Ballet dancers literally work their butts off. Repetitive squatting from pliés can make your backside ache. Gluteus Maximus and Minimus are also responsible for helping extend your leg in movements like développé. One way to minimize tension in the gluteals is to give them an adequate stretch before class. Try the Butterfly Stretch: Sitting on the floor, press the soles of your feet together and slowly bend forward from the waist.
Every time a dancer practices turnout, they are engaging the Piriformis, a muscle located deep in the gluteals. Basically, the outward rotation of the hips pinches the muscle, and can lead to a form of nerve compression called sciatica. If you feel a sharp or tingling pain down through your buttocks and hamstrings, you may be suffering from this condition. Preventative measures can be taken to reduce pain and inflammation in this area. Try this: Place your ankle on top of the opposite knee, and bend forward. You should feel a deep stretch in your buttocks and hips.
The hamstrings are a major muscle group; they help you to walk, run, and jump. In class, they also help you extend your knees and stabilize your trunk. Students will often complain of stiffness and pain in their hamstrings after class. Make it a habit to stretch the hamstrings every time you warmup. To increase flexibility, place your leg on the barre, and gently bend forward, reaching your chest toward your knee. Hold for at least 30 seconds. Afterwards, in the standing position, swing each leg back and forth, engaging the muscles in a dynamic stretch that increases circulation and range of motion.
4. Peroneus Longus
Sore calves? Constant rising to the balls of the feet in relevé and sous-sous can strain the Peroneus Longus. This muscle is a key player in arching and flexing your foot. Pointe students in particular are affected. Before class, try this: Facing the barre, point your toe on the floor behind you, followed by slowly placing your heel down. Then, gently bend your knee. This action stretches the achilles tendon and surrounding calf muscles. Also, practice a series of ankle rolls, drawing circles with your big toe clockwise and counter-clockwise.
5. Tibialis Anterior
Shin splints. The bane of many dancers’ existence. Every time a dancer lands from a jump, they place stress on the muscles and joints in the lower leg. If they land incorrectly, the repeated pounding can lead to pain and inflammation in the Tibialis Anterior, the big strip of muscle that runs along the front of the shins.

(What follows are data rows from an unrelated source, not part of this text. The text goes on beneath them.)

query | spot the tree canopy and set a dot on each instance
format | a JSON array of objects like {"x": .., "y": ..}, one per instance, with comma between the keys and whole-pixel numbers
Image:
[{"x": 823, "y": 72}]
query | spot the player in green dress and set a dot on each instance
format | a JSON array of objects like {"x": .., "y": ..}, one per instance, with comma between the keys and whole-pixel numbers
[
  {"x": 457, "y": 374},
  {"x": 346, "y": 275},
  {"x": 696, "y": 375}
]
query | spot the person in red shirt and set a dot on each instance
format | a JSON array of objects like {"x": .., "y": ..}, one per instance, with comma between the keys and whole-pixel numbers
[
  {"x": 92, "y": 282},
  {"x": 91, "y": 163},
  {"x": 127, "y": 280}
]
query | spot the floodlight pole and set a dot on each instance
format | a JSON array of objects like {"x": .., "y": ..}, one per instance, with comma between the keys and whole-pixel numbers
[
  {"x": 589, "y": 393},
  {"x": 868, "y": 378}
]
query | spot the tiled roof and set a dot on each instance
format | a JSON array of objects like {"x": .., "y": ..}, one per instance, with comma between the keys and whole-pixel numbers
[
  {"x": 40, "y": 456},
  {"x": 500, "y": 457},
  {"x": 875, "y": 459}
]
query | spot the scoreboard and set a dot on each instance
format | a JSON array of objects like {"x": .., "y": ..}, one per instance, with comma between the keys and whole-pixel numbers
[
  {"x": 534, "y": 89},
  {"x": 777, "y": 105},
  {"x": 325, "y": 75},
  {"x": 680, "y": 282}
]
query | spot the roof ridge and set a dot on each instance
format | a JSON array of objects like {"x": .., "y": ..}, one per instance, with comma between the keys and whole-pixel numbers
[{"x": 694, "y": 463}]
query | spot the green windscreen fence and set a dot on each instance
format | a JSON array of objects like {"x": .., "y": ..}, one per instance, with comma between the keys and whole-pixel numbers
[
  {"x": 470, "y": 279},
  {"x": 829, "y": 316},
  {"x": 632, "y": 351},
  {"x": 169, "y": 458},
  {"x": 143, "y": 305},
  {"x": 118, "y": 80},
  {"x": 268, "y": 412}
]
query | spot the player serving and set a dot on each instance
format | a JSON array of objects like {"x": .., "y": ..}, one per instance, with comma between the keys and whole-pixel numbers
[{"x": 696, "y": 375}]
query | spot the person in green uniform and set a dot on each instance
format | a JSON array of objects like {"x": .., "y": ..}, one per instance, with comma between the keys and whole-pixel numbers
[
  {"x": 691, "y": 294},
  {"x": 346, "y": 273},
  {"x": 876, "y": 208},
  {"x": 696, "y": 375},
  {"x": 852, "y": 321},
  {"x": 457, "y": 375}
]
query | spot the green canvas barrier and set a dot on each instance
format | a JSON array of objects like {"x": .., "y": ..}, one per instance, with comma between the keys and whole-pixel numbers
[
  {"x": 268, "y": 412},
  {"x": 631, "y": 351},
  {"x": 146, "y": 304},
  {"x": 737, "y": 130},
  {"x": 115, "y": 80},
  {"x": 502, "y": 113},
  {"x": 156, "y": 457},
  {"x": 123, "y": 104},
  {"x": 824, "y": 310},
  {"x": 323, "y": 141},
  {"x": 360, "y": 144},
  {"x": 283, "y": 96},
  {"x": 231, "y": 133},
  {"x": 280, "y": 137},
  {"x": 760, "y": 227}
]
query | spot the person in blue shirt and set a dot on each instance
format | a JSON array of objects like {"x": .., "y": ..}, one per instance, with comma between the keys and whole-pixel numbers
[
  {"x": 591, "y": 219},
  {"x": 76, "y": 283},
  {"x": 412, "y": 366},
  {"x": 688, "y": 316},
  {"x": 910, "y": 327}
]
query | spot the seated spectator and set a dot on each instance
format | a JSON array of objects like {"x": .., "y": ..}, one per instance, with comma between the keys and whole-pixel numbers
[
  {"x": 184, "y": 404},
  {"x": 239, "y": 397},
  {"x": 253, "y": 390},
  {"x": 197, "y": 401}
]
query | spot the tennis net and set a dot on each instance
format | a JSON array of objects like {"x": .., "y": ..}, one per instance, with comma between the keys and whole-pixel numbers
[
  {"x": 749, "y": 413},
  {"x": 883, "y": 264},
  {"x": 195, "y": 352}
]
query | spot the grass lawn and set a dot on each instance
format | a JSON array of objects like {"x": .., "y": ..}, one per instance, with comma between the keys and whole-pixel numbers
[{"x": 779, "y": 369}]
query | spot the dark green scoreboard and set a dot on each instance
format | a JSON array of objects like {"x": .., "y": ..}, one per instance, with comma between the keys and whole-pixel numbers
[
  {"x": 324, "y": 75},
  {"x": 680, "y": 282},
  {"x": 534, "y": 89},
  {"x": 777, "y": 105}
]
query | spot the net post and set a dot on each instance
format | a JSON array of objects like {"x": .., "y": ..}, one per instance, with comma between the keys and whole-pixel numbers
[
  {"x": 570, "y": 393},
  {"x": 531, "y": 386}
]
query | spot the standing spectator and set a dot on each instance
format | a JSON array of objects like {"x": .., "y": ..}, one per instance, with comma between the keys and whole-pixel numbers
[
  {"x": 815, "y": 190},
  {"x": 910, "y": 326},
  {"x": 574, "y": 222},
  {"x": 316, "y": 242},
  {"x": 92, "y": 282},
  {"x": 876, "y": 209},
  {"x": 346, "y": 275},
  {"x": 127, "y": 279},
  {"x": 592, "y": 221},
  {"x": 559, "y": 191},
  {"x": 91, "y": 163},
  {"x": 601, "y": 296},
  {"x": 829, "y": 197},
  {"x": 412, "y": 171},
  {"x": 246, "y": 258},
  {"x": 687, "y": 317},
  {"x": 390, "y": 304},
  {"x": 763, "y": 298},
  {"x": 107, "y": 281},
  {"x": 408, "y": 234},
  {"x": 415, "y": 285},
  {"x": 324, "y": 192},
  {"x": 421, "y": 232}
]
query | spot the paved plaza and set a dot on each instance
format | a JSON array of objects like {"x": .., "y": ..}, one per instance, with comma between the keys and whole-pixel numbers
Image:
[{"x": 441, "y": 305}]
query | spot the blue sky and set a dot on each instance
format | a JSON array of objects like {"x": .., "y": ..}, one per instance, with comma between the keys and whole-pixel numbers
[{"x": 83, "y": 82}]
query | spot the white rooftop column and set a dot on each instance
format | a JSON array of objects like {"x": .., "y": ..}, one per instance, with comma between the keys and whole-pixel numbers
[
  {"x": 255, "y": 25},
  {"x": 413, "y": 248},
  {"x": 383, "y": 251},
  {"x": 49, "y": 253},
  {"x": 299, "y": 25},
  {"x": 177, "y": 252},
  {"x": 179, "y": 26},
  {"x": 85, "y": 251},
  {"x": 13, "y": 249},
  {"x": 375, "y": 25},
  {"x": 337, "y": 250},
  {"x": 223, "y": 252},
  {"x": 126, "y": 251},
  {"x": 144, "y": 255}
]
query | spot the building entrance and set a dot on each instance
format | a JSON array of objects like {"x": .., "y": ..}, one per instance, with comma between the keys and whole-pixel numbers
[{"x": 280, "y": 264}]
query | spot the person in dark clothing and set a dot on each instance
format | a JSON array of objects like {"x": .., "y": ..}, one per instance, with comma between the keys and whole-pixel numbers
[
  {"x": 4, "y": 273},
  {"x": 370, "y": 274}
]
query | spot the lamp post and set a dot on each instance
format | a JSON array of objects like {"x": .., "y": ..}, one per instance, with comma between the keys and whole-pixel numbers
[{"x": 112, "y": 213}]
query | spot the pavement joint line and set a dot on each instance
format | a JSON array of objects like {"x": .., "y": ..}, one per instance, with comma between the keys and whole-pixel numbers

To reduce the risk of shin splints, learn to land from a jump properly—toe first, then arch, heel last. To ease the pain, try self-massage trigger point technique: Press your thumb pads along the muscle, starting below your knee, following the muscle along the edge of the tibia. For added relief, try a topical analgesic like IcyHot.
These are just a few suggestions for managing pain. Ultimately employ whatever methods work best for you.